I poured vinegar into these 2-Ounce Plastic Glasses and then colored each glass according to what the student had selected. They were directed to choose two primary colors, one for each glass, and I placed an eye dropper in each color. I had already prepared a Large Cookie Pan of baking soda for each student. (Use a large sifter to sprinkle about a quarter cup of baking soda on each pan).
Once everyone was set up, I invited the students to use the eye droppers to color the “white powder.” I did not tell the students what to expect or direct them to actually mix the colors.
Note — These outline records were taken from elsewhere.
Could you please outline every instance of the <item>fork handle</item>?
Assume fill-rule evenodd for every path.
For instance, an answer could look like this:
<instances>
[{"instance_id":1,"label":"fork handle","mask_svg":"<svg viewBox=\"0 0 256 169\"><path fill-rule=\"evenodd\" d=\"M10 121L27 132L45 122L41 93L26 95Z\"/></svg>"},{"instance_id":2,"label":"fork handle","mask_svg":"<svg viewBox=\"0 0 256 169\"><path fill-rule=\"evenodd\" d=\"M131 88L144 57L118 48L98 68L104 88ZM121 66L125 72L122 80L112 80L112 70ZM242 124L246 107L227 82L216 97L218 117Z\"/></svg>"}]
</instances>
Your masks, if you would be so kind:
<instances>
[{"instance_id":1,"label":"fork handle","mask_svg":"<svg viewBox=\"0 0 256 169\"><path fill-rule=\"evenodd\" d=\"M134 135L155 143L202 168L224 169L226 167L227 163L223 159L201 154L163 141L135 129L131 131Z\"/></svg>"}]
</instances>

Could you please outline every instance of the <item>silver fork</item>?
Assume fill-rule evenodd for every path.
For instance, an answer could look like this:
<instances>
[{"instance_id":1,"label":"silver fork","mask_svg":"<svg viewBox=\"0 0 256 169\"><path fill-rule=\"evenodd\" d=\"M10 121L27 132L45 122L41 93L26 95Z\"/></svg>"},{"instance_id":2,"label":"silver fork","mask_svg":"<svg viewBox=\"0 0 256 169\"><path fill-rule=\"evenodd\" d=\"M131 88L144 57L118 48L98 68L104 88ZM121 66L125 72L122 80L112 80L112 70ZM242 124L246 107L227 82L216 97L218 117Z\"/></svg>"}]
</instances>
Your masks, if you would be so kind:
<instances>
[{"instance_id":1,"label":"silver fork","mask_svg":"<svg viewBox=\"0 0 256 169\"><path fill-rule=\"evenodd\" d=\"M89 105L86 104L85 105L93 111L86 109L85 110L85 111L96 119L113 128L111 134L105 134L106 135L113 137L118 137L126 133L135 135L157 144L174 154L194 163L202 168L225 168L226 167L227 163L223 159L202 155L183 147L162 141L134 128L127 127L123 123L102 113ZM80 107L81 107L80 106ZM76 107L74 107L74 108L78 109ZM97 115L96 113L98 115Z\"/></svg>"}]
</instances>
That would come on it’s own.
I love the surprise on this student’s face as he watches the vinegar and baking soda react and foam.
Initially, students began by dropping vinegar into individual places on their baking sheet, and the colors did not mix. however, as the students worked their way through the vinegar in each 2 oz glass, the colors soon began to mix and join together, thus making a secondary color.
I love this activity because the baking soda remains solid enough for the two primary colors to remain visible, and only where the sprinkled baking soda is thinner does it foam enough for the vinegar to mix, creating a new color.
With most activities like this one, I usually allow time for the students to play and experiment until their interest in exhausted, and I did so in the case as well. Usually, we will end such an activity by sharing our work as a class and discussing it, but given the nature of using colored vinegar and baking soda to teach color theory, I talked with each student on a one-on-one basis to have literally an individual conversation with each student about what they were discovering and what they predicted would happen next.